The effects of ammonia fiber explosion (AFEX) pretreatment of switch grass using its major process variables are reported. The optimal pretreatment conditions for switchgrass were found to be near 100°C reactor temperature, and ammonia loading of 1:1 kg of ammonia: kg of dry matter with 80% moisture content (dry weight basis [dwb]) at 5 min residence time.
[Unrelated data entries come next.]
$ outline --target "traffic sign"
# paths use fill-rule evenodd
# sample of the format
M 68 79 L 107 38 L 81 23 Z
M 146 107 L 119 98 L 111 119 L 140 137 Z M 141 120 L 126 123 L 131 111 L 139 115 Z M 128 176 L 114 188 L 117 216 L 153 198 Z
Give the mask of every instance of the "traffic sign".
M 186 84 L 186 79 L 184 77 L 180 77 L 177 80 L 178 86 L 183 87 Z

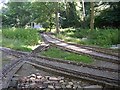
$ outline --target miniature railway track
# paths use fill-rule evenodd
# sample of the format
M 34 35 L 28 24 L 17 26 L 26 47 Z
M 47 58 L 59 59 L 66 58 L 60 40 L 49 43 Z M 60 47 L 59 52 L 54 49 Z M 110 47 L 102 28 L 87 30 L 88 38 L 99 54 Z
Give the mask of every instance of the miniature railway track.
M 60 47 L 64 50 L 68 50 L 68 51 L 75 52 L 78 54 L 90 55 L 93 58 L 105 60 L 105 61 L 109 61 L 109 62 L 113 62 L 113 63 L 117 63 L 117 64 L 120 63 L 118 56 L 113 56 L 113 55 L 108 55 L 108 54 L 104 54 L 101 52 L 96 52 L 92 48 L 90 50 L 90 49 L 85 49 L 85 47 L 83 48 L 83 47 L 71 45 L 71 44 L 65 43 L 63 41 L 60 41 L 58 39 L 55 39 L 47 34 L 41 34 L 41 35 L 48 43 L 56 45 L 57 47 Z
M 32 53 L 28 54 L 28 53 L 18 52 L 18 51 L 10 50 L 10 49 L 6 49 L 6 50 L 2 49 L 2 51 L 8 54 L 14 55 L 16 57 L 19 57 L 18 60 L 15 60 L 13 63 L 8 65 L 8 67 L 3 69 L 2 77 L 8 76 L 9 72 L 12 72 L 12 70 L 16 66 L 19 66 L 24 61 L 27 61 L 37 66 L 45 66 L 45 67 L 55 70 L 56 72 L 59 71 L 61 73 L 68 74 L 74 77 L 79 77 L 85 80 L 99 82 L 101 84 L 107 84 L 107 85 L 115 86 L 115 87 L 119 86 L 118 85 L 118 81 L 119 81 L 118 72 L 112 72 L 110 70 L 107 71 L 107 69 L 106 70 L 99 69 L 99 68 L 96 68 L 90 65 L 83 66 L 83 64 L 81 65 L 81 64 L 76 64 L 73 62 L 51 59 L 51 58 L 47 58 L 43 56 L 37 56 L 36 54 L 32 54 Z M 75 67 L 75 68 L 72 69 L 71 67 Z M 14 73 L 17 72 L 17 70 L 18 69 L 16 69 Z M 7 82 L 10 82 L 12 76 L 13 76 L 12 74 L 9 76 L 9 79 Z M 8 86 L 8 83 L 7 83 L 7 86 Z
M 47 59 L 41 58 L 28 58 L 29 62 L 35 63 L 37 65 L 42 65 L 55 69 L 59 72 L 68 73 L 69 75 L 75 75 L 76 77 L 82 77 L 90 81 L 95 81 L 99 83 L 104 83 L 108 85 L 118 86 L 118 73 L 107 72 L 103 70 L 80 67 L 72 64 L 60 63 L 55 61 L 49 61 Z M 74 67 L 74 68 L 71 68 Z
M 51 38 L 53 39 L 57 39 L 61 42 L 65 42 L 61 39 L 58 39 L 50 34 L 47 34 L 48 36 L 50 36 Z M 84 49 L 88 49 L 88 50 L 92 50 L 92 51 L 96 51 L 96 52 L 100 52 L 100 53 L 103 53 L 103 54 L 107 54 L 107 55 L 111 55 L 111 56 L 116 56 L 116 57 L 119 57 L 119 48 L 118 49 L 110 49 L 110 48 L 102 48 L 102 47 L 97 47 L 97 46 L 88 46 L 88 45 L 78 45 L 78 44 L 75 44 L 75 43 L 69 43 L 69 42 L 65 42 L 67 44 L 70 44 L 70 45 L 74 45 L 74 46 L 77 46 L 77 47 L 81 47 L 81 48 L 84 48 Z
M 48 47 L 47 47 L 48 48 Z M 100 66 L 93 66 L 93 65 L 89 65 L 89 64 L 84 64 L 84 63 L 77 63 L 77 62 L 74 62 L 74 61 L 68 61 L 68 60 L 62 60 L 62 59 L 56 59 L 56 58 L 50 58 L 50 57 L 45 57 L 45 56 L 41 56 L 41 55 L 36 55 L 36 54 L 28 54 L 26 52 L 20 52 L 19 51 L 15 51 L 15 50 L 11 50 L 11 49 L 6 49 L 4 48 L 4 51 L 3 52 L 6 52 L 8 54 L 12 54 L 13 56 L 15 57 L 27 57 L 28 55 L 30 55 L 31 57 L 38 57 L 38 58 L 41 58 L 41 59 L 47 59 L 47 60 L 50 60 L 50 61 L 57 61 L 57 62 L 62 62 L 62 63 L 66 63 L 66 64 L 73 64 L 73 65 L 77 65 L 77 66 L 83 66 L 83 67 L 90 67 L 90 68 L 93 68 L 93 69 L 99 69 L 99 70 L 106 70 L 106 71 L 111 71 L 111 72 L 119 72 L 119 69 L 118 68 L 106 68 L 106 67 L 100 67 Z M 18 54 L 19 53 L 19 54 Z M 10 63 L 10 65 L 14 65 L 15 63 L 17 63 L 18 61 L 15 60 L 14 62 Z M 117 65 L 117 64 L 116 64 Z M 7 65 L 7 67 L 5 68 L 7 70 L 7 68 L 9 67 L 9 65 Z M 3 72 L 4 72 L 4 68 L 3 68 Z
Hydrolysis results of AFEX-treated and untreated samples showed 93% vs 16% glucan conversion, respectively. The ethanol yield of optimized AFEX-treated switchgrass was measured to be about 0.2 g ethanol/g dry biomass, which is 2.5 times more than that of the untreated sample.     

Extraction of Proteins from Switchgrass Using Aqueous Ammonia within an Integrated Biorefinery

Switchgrass (Panicum vergatum) is a potential feedstock for future cellulosic biorefineries. Such a feedstock may also provide protein, most likely for use as an animal feed. In this paper, we present a potential scheme for integrating fiber processing with extractions to obtain both sugar and protein products from switchgrass pretreated using Ammonia Fiber Expansion (AFEX). Solutions of 3% aqueous ammonia at pH 10.5 provided optimal extraction of proteins. Addition of the nonionic surfactant Tween-80 improved protein recovery for AFEX-treated materials. It was determined that an extraction following AFEX solubilized approximately 40% of the protein, while a subsequent hydrolysis solubilized much of the remaining protein while producing 325 g sugar per kg biomass. The remaining insoluble residue contained very little protein or ash, making it ideal for heat and power production. In contrast, an extraction following hydrolysis solubilized only 68% of the original protein in the biomass, while obtaining slightly higher sugar yields.     

Understanding factors that limit enzymatic hydrolysis of biomass

Spectroscopic characterization of both untreated and treated material is being performed in order to determine changes in the biomass and the effects of pretreatment on crystallinity, lignin content, selected chemical bonds, and depolymerization of hemicellulose and lignin. The methods used are X-ray diffraction for determination of cellulose crystallinity (CrI); diffusive reflectance infrared (DRIFT) for changes in C-C and C-O bonds; and fluorescence to determine lignin content. Changes in spectral characteristics and crystallinity are statistically correlated with enzymatic hydrolysis results to identify and better understand the fundamental features of biomass that govern its enzymatic conversion to monomeric sugars. Models of the hydrolysis initial rate and 72 h extent of conversion were developed and evaluated. Results show that the hydrolysis initial rate is most influenced by the cellulose crystallinity, while lignin content most influences the extent of hydrolysis at 72 h. However, it should be noted that in this study only crystallinity, lignin, and selected chemical bonds were used as inputs to the models. The incorporation of additional parameters that affect the hydrolysis, like pore volume and size and surface area accessibility, would improve the predictive capability of the models.